The question on most trainers' minds after any given trial weekend is, "Why did he/she do that?" Why did we get no-sits and go-outs to glove corners and walk-ins on recalls and Heaven only knows what other clever things our dogs came up with that they have NEVER EVER been allowed or encouraged or rewarded for doing in training?
I have some thoughts on this. I have NO IDEA how valid they are. But they're bouncing around in my head and I want to throw this out and see what you guys think.
Point A: The "experts" say we should make training look like showing and vice versa. I agree with the experts. In order to get a dog who understands his job and can perform it with the utmost willingness in the ring, showing cannot look drastically different from training (once you're past the point of teaching the individual skills) or the dog will think it is something totally new and weird and behave accordingly. This is dramatically illustrated when a trainer who works constantly with bait bag on her belt enters the ring cookie-less.
Point B: In order to keep obedience fun and refreshing, we come up with a million creative things to do with our dogs in training to challenge their minds.
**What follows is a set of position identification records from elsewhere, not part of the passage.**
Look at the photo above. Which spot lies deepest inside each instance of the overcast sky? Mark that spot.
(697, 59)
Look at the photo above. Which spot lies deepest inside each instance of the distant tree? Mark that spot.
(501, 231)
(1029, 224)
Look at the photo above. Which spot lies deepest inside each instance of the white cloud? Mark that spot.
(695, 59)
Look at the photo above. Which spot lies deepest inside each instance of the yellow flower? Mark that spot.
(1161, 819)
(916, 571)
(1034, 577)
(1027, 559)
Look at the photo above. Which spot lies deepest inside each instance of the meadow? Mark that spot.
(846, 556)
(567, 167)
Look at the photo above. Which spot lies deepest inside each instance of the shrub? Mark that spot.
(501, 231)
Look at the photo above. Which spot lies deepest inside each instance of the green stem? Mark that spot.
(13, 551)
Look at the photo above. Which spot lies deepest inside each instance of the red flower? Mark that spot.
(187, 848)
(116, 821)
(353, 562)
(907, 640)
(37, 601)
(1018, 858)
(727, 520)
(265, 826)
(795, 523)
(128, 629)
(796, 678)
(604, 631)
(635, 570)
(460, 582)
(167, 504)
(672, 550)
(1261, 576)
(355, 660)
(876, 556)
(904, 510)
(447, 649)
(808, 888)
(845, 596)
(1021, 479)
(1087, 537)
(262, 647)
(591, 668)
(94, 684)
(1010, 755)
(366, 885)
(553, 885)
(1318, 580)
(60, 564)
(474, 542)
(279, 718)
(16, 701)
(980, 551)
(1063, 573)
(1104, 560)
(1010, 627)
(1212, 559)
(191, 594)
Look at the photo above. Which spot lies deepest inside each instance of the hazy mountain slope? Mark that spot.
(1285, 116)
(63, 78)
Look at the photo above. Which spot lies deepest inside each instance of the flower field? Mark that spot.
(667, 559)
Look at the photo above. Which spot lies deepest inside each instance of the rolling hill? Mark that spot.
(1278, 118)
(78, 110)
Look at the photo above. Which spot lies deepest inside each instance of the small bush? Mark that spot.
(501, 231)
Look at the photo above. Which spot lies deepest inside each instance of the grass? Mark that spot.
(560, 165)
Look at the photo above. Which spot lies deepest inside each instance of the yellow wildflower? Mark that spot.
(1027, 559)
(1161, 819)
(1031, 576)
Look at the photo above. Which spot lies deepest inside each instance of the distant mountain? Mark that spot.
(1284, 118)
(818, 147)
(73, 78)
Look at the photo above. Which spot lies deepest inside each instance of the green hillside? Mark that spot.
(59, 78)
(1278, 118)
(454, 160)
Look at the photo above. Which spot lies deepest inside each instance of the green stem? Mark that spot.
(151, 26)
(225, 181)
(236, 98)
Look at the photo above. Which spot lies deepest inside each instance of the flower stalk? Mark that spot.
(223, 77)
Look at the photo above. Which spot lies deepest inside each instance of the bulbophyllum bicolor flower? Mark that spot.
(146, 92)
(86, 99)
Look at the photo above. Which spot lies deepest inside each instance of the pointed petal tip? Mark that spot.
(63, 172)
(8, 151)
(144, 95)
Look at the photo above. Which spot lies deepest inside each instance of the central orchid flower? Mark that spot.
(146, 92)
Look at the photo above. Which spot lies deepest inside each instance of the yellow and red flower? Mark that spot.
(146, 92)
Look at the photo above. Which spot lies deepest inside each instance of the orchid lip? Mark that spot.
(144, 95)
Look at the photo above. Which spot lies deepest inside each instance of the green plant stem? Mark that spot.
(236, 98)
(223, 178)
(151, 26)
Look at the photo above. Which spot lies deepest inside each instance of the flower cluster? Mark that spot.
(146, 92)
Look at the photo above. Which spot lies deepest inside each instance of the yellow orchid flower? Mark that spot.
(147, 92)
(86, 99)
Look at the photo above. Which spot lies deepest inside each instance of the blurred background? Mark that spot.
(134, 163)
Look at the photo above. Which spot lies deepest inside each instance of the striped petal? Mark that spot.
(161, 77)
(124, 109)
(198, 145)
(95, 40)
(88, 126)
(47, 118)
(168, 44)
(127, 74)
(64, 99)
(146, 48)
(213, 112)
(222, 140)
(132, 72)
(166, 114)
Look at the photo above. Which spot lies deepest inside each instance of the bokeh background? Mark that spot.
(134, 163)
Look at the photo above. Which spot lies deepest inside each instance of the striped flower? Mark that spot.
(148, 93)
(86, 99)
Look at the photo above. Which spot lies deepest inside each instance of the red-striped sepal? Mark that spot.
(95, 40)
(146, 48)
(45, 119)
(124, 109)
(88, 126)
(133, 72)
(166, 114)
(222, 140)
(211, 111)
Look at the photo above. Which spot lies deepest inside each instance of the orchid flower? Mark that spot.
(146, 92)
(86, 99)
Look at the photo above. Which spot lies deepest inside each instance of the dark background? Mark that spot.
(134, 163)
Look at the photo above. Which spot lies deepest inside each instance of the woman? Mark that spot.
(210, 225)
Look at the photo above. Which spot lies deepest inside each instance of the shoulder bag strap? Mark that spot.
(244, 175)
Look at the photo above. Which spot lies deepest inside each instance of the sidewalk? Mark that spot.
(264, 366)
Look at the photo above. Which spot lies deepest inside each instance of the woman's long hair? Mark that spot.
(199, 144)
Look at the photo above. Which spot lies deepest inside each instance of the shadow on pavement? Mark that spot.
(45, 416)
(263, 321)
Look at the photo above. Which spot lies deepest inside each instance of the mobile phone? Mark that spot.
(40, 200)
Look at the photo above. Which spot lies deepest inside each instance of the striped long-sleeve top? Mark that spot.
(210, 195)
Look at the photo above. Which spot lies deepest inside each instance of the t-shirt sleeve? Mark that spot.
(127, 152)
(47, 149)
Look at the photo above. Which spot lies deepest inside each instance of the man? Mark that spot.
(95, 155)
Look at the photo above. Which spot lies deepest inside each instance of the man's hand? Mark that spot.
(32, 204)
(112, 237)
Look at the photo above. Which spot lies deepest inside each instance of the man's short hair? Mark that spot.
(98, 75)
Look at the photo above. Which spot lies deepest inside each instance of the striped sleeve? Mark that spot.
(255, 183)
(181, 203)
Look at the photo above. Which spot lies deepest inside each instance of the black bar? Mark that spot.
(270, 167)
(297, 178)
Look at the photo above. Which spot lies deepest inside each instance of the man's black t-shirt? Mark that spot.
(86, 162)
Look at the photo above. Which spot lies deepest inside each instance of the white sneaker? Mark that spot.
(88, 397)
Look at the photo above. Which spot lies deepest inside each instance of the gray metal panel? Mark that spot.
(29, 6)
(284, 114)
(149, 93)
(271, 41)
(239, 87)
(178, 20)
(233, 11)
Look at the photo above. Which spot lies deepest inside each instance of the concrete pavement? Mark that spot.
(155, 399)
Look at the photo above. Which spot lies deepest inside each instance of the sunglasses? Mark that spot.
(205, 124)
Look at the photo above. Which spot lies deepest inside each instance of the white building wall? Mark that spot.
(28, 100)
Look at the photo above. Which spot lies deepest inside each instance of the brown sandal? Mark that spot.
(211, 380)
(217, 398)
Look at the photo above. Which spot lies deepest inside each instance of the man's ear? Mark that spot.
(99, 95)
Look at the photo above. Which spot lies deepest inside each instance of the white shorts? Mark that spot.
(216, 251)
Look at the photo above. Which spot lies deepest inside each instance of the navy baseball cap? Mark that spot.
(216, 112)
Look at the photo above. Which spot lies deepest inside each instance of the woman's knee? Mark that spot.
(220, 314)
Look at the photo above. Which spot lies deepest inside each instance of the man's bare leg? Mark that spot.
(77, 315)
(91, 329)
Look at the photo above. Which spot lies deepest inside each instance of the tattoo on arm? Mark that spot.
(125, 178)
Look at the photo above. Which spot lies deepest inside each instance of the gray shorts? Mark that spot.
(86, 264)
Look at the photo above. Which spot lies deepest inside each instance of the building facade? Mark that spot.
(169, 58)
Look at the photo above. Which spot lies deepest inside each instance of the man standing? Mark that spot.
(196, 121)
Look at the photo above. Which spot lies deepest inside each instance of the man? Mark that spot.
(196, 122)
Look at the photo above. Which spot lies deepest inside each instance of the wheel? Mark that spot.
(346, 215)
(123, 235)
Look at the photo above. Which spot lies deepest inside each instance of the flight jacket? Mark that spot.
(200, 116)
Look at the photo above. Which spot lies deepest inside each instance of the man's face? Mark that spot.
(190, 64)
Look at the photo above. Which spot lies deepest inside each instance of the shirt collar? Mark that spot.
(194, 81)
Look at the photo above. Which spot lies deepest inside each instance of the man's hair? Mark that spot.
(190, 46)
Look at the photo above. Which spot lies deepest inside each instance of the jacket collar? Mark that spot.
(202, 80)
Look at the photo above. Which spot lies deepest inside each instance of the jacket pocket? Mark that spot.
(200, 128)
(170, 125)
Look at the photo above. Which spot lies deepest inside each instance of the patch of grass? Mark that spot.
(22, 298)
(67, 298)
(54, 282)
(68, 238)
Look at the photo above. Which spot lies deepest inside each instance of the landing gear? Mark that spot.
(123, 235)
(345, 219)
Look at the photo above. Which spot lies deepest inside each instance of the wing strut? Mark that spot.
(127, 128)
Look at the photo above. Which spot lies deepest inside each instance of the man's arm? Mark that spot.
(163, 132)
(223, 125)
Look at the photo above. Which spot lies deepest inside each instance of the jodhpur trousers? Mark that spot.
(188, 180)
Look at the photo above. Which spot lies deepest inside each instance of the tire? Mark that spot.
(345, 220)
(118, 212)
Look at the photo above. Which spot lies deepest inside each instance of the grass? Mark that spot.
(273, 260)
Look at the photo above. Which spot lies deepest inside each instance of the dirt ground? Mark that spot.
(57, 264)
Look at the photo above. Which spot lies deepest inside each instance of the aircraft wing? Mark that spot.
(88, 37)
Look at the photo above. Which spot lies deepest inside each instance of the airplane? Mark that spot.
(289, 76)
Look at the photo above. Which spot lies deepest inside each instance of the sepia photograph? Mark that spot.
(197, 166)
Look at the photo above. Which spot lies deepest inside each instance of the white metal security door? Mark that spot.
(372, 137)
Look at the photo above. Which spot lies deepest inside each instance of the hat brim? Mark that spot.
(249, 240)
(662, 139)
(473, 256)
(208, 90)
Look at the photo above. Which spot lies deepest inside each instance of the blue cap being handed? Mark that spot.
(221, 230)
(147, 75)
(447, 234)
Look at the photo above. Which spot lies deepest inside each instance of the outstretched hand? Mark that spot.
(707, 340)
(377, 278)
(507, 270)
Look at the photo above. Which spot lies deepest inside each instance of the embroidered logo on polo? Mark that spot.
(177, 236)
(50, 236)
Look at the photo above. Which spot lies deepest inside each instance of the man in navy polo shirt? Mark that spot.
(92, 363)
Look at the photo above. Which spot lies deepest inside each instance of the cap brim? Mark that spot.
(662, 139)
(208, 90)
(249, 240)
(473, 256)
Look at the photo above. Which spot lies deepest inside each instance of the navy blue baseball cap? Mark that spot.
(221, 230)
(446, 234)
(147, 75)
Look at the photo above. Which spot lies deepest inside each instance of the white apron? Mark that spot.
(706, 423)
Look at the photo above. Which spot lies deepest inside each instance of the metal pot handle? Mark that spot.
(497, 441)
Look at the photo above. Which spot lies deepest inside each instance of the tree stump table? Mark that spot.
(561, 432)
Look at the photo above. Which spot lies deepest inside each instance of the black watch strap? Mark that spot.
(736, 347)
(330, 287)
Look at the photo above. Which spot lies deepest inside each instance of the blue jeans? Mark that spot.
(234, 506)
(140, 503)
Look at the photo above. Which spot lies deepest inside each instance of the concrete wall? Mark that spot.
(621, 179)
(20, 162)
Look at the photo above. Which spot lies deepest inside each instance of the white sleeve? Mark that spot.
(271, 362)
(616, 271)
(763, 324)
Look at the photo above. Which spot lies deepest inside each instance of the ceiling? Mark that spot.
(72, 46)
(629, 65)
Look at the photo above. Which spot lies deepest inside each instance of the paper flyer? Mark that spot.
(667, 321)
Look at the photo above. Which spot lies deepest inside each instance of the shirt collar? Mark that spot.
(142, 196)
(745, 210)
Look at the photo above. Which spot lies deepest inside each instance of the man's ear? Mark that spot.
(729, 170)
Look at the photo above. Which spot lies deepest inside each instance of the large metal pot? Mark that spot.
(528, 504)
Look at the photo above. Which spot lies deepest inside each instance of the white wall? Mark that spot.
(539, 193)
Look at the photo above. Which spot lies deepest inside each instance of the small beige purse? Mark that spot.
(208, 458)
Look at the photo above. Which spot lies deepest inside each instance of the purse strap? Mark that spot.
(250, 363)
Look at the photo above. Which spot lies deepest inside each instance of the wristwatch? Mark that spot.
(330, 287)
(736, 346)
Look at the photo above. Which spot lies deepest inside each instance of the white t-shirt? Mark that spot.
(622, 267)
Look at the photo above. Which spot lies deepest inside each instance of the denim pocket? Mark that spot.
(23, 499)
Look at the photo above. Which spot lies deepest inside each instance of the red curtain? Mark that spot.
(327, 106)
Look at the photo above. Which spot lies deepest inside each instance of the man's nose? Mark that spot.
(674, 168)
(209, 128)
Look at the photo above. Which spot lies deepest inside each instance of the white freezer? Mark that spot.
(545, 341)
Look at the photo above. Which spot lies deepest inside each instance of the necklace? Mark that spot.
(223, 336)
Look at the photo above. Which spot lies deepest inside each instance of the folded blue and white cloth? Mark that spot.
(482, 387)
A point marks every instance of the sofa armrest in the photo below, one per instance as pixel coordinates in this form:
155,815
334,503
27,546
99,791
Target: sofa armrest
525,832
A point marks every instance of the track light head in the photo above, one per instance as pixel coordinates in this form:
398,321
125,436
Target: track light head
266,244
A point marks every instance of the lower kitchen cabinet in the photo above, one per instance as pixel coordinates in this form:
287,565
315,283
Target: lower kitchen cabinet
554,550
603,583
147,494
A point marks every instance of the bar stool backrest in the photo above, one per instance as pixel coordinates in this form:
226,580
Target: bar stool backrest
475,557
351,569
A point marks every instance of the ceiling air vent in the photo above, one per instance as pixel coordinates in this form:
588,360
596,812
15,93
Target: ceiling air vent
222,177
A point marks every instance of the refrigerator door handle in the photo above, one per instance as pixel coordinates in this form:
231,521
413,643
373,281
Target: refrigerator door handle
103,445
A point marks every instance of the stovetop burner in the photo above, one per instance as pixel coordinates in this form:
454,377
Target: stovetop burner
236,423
Everyone would agree this is necessary.
So we do bounces, touches and spins on heeling. We release to jackpots. We let our dogs chase us, chase food and bite toys for recalls. We sit on the ground and do signals. We throw gloves all over, then send the dog on a go-out. I've scattered scent articles over, under and on a lawn chair and asked Phoenix to "find it." I've had friends race him to his dumbbell. He's worked with toys scattered all over the ring and a friend offering him treats every turn. This has all been very fun and good.
Then we go into the show ring and IT LOOKS NOTHING LIKE TRAINING.
Sometimes I think in my eternal pursuit of "new, fresh, challenging, motivating, fun, happy, make-him-think" stuff to do in training, I've totally neglected the bare essentials of teaching my dog to work when there is nothing but me, him and the judge in the ring and no one or no thing is deliberately trying to distract or confuse him. It's almost as if the lack of distraction is overwhelmingly distracting.
When using a lot of creative proofing, I've always thought, "If I make things harder in training, they'll seem easy by comparison when we show."
Honestly, I'm not seeing this.
Maybe it's just our current stage of training.
Maybe I haven't found the magic thread that will pull everything together.
Maybe I'll read this post in five years and laugh and wonder what I was fussing about.
Whatever it is, last weekend I truly felt like I had neglected to train the simple ability to walk into a ring and perform without any flying monkeys.
Don't get me wrong - proofing is definitely valuable and will always be part of my training tool box. But throughout Phoenix's Open career and now two trials into the infancy of his Utility career, I sometimes wonder if I've made things harder than they need to be.
Time will tell.
One of my goals for this year is definitely to blur the line between training and showing. On the surface, that sounds so simple. If you've done it, you know it's anything but. That's going to be a post by itself and I welcome any input!